Vision tool-use reinforcement learning reduces tool harm more than it teaches effective correction

A machine-rendered reading of the paper's core claim, the machinery that carries it, and where it could break.

The paper introduces the MED framework to separate performance gains in vision language models using crop-and-zoom tools into those from the model's own improving vision skills versus those from better tool handling. It shows that most gains come from intrinsic capability growth while the reinforcement learning step mainly cuts down on tool-related mistakes like bad calls and schema conflicts. A sympathetic reader would care because this distinction reveals whether current methods are actually building tool mastery or simply making models safer around tools they still use clumsily. The work tests this across multiple models and benchmarks to track how these effects evolve over training checkpoints.

Core claim

In the crop-and-zoom setting on two VLMs and six benchmarks, performance improvements under vision tool-use RL are dominated by intrinsic learning rather than tool-use advances. Tool-induced effects consist mainly of reduced harm such as fewer call-induced errors and weaker schema interference, with only limited progress toward using the tool to correct intrinsic model failures.
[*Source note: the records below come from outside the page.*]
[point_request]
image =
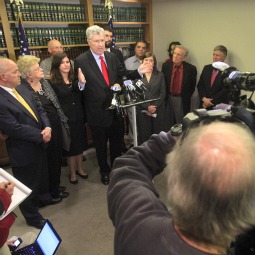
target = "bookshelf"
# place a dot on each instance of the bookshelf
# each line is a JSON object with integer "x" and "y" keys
{"x": 67, "y": 21}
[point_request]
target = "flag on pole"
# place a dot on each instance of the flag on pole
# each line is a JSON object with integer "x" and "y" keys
{"x": 24, "y": 50}
{"x": 110, "y": 24}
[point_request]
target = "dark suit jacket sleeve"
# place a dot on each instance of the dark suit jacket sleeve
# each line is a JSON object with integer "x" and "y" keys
{"x": 16, "y": 123}
{"x": 35, "y": 105}
{"x": 133, "y": 203}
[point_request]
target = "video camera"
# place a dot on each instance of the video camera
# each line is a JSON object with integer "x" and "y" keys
{"x": 234, "y": 81}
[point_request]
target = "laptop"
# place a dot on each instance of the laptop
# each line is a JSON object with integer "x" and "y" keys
{"x": 46, "y": 243}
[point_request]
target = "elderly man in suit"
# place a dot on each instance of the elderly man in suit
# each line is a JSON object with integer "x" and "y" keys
{"x": 28, "y": 129}
{"x": 102, "y": 70}
{"x": 180, "y": 78}
{"x": 210, "y": 87}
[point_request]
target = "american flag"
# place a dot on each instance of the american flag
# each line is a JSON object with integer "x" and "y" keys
{"x": 24, "y": 50}
{"x": 110, "y": 24}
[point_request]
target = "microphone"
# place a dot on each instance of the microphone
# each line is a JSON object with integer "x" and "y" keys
{"x": 220, "y": 66}
{"x": 116, "y": 88}
{"x": 141, "y": 86}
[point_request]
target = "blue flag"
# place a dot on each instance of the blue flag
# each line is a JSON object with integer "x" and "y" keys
{"x": 110, "y": 24}
{"x": 24, "y": 50}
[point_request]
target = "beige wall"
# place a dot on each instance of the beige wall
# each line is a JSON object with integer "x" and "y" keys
{"x": 202, "y": 24}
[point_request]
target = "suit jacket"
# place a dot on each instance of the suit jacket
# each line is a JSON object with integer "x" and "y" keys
{"x": 188, "y": 82}
{"x": 25, "y": 139}
{"x": 216, "y": 91}
{"x": 97, "y": 95}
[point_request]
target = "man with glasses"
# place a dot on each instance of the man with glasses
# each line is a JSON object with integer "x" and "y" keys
{"x": 210, "y": 84}
{"x": 180, "y": 78}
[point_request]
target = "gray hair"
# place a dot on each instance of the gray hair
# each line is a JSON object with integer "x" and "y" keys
{"x": 211, "y": 176}
{"x": 93, "y": 30}
{"x": 186, "y": 52}
{"x": 221, "y": 48}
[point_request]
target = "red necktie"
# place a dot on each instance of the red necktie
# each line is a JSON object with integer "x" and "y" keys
{"x": 174, "y": 89}
{"x": 104, "y": 71}
{"x": 214, "y": 74}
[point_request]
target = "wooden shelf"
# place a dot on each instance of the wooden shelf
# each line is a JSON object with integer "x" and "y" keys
{"x": 5, "y": 24}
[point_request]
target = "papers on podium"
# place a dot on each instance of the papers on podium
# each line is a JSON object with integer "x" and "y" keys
{"x": 20, "y": 192}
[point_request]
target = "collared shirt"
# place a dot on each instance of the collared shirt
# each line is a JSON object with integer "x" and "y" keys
{"x": 132, "y": 63}
{"x": 176, "y": 80}
{"x": 98, "y": 60}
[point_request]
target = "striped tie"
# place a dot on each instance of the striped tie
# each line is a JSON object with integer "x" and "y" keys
{"x": 23, "y": 102}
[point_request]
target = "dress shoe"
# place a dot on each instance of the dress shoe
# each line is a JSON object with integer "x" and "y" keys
{"x": 61, "y": 188}
{"x": 36, "y": 223}
{"x": 105, "y": 179}
{"x": 73, "y": 182}
{"x": 63, "y": 194}
{"x": 83, "y": 176}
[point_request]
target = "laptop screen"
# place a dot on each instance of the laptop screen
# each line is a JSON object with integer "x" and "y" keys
{"x": 48, "y": 239}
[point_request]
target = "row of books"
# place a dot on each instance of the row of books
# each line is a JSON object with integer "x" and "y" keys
{"x": 68, "y": 35}
{"x": 120, "y": 14}
{"x": 71, "y": 52}
{"x": 36, "y": 11}
{"x": 128, "y": 34}
{"x": 40, "y": 36}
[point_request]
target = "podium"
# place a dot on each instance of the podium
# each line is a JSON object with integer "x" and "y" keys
{"x": 133, "y": 109}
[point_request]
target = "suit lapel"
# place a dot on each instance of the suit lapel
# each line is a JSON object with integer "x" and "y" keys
{"x": 17, "y": 104}
{"x": 94, "y": 66}
{"x": 109, "y": 62}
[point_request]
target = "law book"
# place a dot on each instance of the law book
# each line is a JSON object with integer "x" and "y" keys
{"x": 20, "y": 192}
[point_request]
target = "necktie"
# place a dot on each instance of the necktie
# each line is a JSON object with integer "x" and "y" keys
{"x": 175, "y": 82}
{"x": 104, "y": 70}
{"x": 214, "y": 74}
{"x": 23, "y": 102}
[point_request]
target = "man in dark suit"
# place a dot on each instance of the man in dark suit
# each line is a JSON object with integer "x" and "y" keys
{"x": 105, "y": 124}
{"x": 210, "y": 87}
{"x": 180, "y": 78}
{"x": 109, "y": 47}
{"x": 109, "y": 44}
{"x": 28, "y": 129}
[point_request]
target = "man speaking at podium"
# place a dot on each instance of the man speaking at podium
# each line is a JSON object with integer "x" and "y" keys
{"x": 102, "y": 70}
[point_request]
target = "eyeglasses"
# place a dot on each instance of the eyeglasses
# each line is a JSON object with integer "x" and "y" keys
{"x": 98, "y": 41}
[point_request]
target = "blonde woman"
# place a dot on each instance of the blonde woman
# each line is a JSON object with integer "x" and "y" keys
{"x": 33, "y": 79}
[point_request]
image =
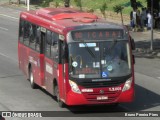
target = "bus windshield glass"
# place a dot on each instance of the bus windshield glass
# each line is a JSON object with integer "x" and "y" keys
{"x": 103, "y": 59}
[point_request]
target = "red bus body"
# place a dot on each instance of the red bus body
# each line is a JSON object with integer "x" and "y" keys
{"x": 47, "y": 72}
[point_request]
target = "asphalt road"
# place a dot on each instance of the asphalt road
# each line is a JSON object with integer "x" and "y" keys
{"x": 17, "y": 95}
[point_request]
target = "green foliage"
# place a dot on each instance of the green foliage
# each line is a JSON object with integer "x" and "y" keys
{"x": 118, "y": 8}
{"x": 56, "y": 4}
{"x": 45, "y": 3}
{"x": 103, "y": 9}
{"x": 78, "y": 4}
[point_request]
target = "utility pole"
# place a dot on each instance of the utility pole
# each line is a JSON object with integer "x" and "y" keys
{"x": 28, "y": 2}
{"x": 151, "y": 25}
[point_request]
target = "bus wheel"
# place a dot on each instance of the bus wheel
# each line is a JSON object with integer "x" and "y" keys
{"x": 31, "y": 79}
{"x": 60, "y": 103}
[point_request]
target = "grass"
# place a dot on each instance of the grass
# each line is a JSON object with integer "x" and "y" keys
{"x": 96, "y": 4}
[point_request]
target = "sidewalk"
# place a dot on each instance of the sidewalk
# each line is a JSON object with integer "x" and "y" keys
{"x": 143, "y": 44}
{"x": 142, "y": 39}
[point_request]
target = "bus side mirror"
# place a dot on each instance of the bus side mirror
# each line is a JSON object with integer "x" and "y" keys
{"x": 133, "y": 58}
{"x": 132, "y": 43}
{"x": 65, "y": 53}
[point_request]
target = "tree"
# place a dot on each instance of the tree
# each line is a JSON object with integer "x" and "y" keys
{"x": 103, "y": 9}
{"x": 79, "y": 4}
{"x": 134, "y": 4}
{"x": 119, "y": 9}
{"x": 66, "y": 3}
{"x": 18, "y": 2}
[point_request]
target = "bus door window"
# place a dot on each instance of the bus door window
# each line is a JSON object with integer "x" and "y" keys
{"x": 54, "y": 47}
{"x": 48, "y": 44}
{"x": 38, "y": 39}
{"x": 27, "y": 31}
{"x": 32, "y": 37}
{"x": 21, "y": 30}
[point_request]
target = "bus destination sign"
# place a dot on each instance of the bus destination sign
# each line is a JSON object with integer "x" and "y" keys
{"x": 97, "y": 34}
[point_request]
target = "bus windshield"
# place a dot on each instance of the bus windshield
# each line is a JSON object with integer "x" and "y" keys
{"x": 103, "y": 59}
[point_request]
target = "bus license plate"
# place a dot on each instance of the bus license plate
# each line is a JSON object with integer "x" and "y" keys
{"x": 102, "y": 97}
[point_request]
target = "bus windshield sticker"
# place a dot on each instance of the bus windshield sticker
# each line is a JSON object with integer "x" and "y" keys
{"x": 104, "y": 74}
{"x": 74, "y": 64}
{"x": 88, "y": 45}
{"x": 97, "y": 49}
{"x": 97, "y": 34}
{"x": 103, "y": 62}
{"x": 61, "y": 37}
{"x": 96, "y": 65}
{"x": 109, "y": 68}
{"x": 81, "y": 76}
{"x": 43, "y": 29}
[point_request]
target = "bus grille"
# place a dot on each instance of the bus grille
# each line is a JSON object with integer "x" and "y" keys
{"x": 102, "y": 84}
{"x": 92, "y": 97}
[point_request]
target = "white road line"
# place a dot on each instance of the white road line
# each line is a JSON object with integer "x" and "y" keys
{"x": 9, "y": 16}
{"x": 158, "y": 77}
{"x": 4, "y": 28}
{"x": 7, "y": 57}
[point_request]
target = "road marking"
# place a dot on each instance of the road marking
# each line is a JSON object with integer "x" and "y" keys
{"x": 158, "y": 77}
{"x": 8, "y": 57}
{"x": 9, "y": 16}
{"x": 4, "y": 28}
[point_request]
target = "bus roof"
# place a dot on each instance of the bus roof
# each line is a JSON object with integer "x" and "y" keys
{"x": 62, "y": 18}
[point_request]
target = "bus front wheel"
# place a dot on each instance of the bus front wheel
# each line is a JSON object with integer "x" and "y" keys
{"x": 60, "y": 103}
{"x": 31, "y": 79}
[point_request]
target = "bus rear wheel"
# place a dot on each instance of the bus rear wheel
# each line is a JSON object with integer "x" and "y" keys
{"x": 31, "y": 79}
{"x": 60, "y": 103}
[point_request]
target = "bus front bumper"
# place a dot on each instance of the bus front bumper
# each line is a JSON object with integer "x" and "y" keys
{"x": 91, "y": 99}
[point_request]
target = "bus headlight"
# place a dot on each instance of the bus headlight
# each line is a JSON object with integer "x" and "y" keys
{"x": 74, "y": 87}
{"x": 127, "y": 85}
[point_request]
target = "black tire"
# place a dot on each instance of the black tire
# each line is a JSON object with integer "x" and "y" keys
{"x": 114, "y": 105}
{"x": 60, "y": 103}
{"x": 31, "y": 79}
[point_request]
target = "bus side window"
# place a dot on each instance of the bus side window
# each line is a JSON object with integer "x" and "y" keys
{"x": 32, "y": 37}
{"x": 48, "y": 44}
{"x": 38, "y": 39}
{"x": 21, "y": 30}
{"x": 27, "y": 28}
{"x": 54, "y": 47}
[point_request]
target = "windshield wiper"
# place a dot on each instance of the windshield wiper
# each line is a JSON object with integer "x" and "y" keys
{"x": 108, "y": 52}
{"x": 89, "y": 50}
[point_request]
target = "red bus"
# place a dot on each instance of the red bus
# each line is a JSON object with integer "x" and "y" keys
{"x": 76, "y": 56}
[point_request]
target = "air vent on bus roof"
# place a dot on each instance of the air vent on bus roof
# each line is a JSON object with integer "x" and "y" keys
{"x": 74, "y": 15}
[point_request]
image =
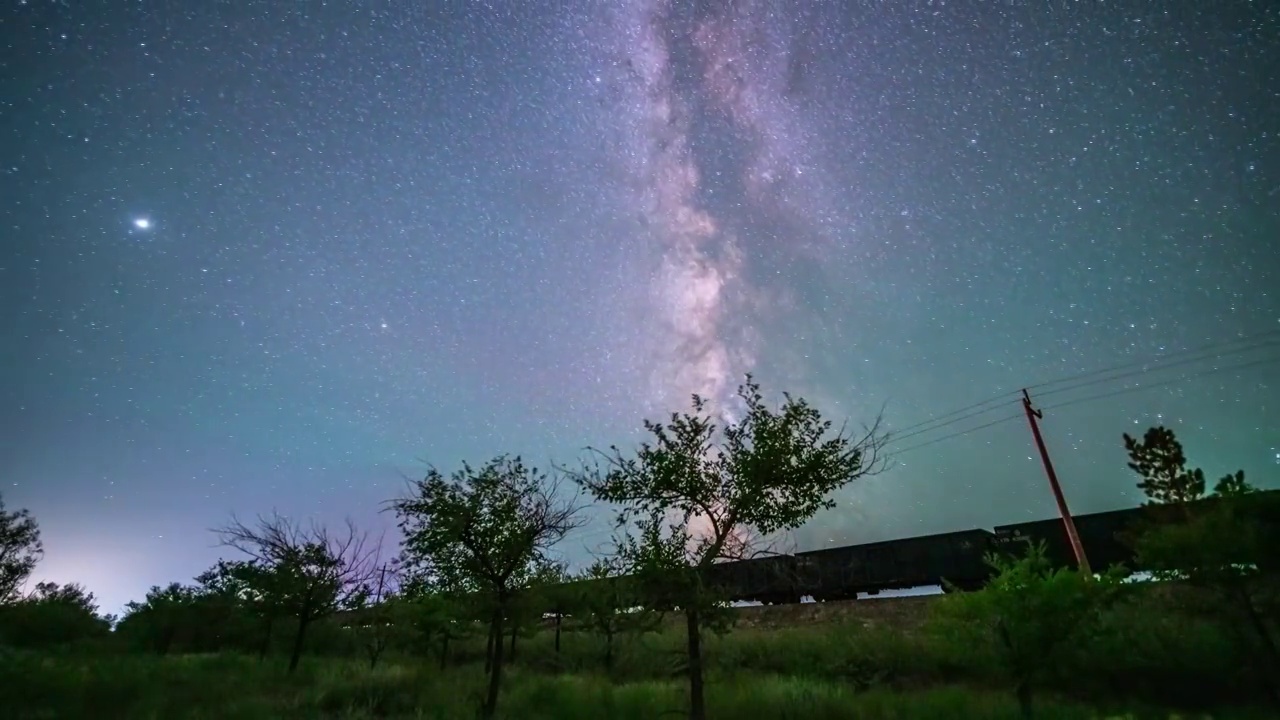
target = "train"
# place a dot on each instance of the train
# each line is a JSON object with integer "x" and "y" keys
{"x": 955, "y": 560}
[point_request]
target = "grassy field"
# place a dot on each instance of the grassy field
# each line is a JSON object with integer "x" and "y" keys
{"x": 234, "y": 687}
{"x": 1138, "y": 668}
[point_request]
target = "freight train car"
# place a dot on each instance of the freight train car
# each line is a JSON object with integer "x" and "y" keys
{"x": 771, "y": 579}
{"x": 1102, "y": 534}
{"x": 841, "y": 573}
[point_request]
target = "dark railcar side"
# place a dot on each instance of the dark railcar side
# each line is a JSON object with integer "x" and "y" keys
{"x": 769, "y": 579}
{"x": 842, "y": 573}
{"x": 1101, "y": 534}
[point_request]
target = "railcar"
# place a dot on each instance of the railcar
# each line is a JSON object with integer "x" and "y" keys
{"x": 1102, "y": 534}
{"x": 841, "y": 573}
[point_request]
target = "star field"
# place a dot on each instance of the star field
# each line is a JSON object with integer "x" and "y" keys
{"x": 275, "y": 255}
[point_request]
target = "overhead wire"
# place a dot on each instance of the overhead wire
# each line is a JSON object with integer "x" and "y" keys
{"x": 1100, "y": 396}
{"x": 1257, "y": 341}
{"x": 1266, "y": 336}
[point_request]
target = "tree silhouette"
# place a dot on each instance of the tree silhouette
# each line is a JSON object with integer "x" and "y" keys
{"x": 21, "y": 551}
{"x": 484, "y": 531}
{"x": 1226, "y": 546}
{"x": 767, "y": 472}
{"x": 1160, "y": 461}
{"x": 310, "y": 573}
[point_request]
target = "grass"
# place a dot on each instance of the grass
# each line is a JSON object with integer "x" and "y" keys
{"x": 1138, "y": 665}
{"x": 240, "y": 688}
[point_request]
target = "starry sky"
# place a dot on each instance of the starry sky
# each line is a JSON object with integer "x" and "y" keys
{"x": 283, "y": 254}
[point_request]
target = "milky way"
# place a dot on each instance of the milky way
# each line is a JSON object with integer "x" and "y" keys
{"x": 383, "y": 235}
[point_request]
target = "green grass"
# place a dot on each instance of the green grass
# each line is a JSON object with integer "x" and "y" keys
{"x": 1138, "y": 662}
{"x": 240, "y": 688}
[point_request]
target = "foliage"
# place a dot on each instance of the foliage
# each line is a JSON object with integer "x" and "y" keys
{"x": 1226, "y": 546}
{"x": 21, "y": 551}
{"x": 484, "y": 531}
{"x": 237, "y": 688}
{"x": 53, "y": 615}
{"x": 1034, "y": 611}
{"x": 306, "y": 573}
{"x": 767, "y": 472}
{"x": 1160, "y": 461}
{"x": 613, "y": 605}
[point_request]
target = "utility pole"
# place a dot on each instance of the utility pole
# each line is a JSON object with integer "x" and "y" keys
{"x": 1032, "y": 417}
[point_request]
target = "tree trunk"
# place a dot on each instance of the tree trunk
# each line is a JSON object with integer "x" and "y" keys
{"x": 1270, "y": 664}
{"x": 297, "y": 645}
{"x": 1024, "y": 697}
{"x": 490, "y": 703}
{"x": 608, "y": 651}
{"x": 488, "y": 650}
{"x": 696, "y": 700}
{"x": 266, "y": 639}
{"x": 165, "y": 641}
{"x": 557, "y": 632}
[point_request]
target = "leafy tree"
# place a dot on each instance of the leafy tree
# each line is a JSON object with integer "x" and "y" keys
{"x": 161, "y": 616}
{"x": 534, "y": 600}
{"x": 434, "y": 618}
{"x": 1160, "y": 461}
{"x": 375, "y": 613}
{"x": 484, "y": 531}
{"x": 19, "y": 551}
{"x": 1033, "y": 611}
{"x": 613, "y": 604}
{"x": 305, "y": 572}
{"x": 1225, "y": 546}
{"x": 53, "y": 615}
{"x": 767, "y": 472}
{"x": 243, "y": 592}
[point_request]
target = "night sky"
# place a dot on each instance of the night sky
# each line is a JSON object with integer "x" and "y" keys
{"x": 283, "y": 254}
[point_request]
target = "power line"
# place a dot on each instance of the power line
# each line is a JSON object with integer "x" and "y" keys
{"x": 1171, "y": 381}
{"x": 947, "y": 424}
{"x": 1267, "y": 336}
{"x": 1014, "y": 417}
{"x": 967, "y": 408}
{"x": 1162, "y": 367}
{"x": 1264, "y": 340}
{"x": 1095, "y": 397}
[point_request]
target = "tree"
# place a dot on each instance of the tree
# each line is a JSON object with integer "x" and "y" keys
{"x": 1033, "y": 611}
{"x": 484, "y": 531}
{"x": 531, "y": 601}
{"x": 435, "y": 618}
{"x": 613, "y": 604}
{"x": 51, "y": 615}
{"x": 767, "y": 472}
{"x": 375, "y": 614}
{"x": 161, "y": 615}
{"x": 1225, "y": 546}
{"x": 1160, "y": 461}
{"x": 307, "y": 572}
{"x": 245, "y": 591}
{"x": 21, "y": 551}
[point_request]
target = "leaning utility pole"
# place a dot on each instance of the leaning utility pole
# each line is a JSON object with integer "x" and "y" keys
{"x": 1032, "y": 417}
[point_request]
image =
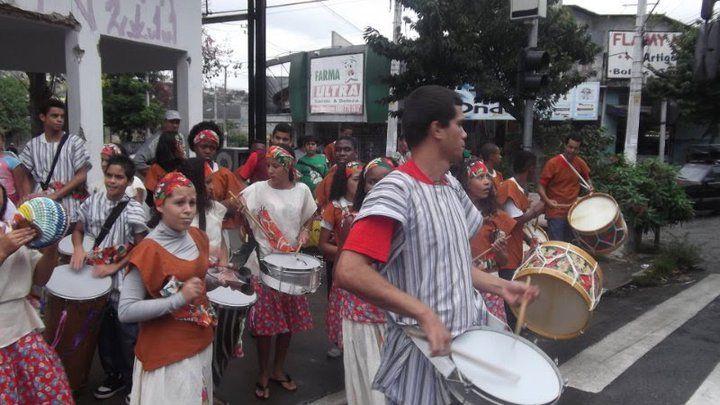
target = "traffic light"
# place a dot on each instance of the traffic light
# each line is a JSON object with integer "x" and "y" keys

Overall the RL process teaches models to coexist safely with tools instead of mastering their corrective use.

What carries the argument

The MED framework, which measures total performance differences then decomposes tool-induced portions into separate gain and harm terms to isolate tool effects from intrinsic changes.

If this is right

  • Intrinsic capability growth drives the bulk of observed performance lifts in tool-augmented RL.
  • Reinforcement learning mainly shrinks tool-induced harm including call errors and schema interference.
  • Tool-based correction of intrinsic failures shows only modest improvement across checkpoints.
  • Models acquire safer tool coexistence rather than active tool mastery in the studied setting.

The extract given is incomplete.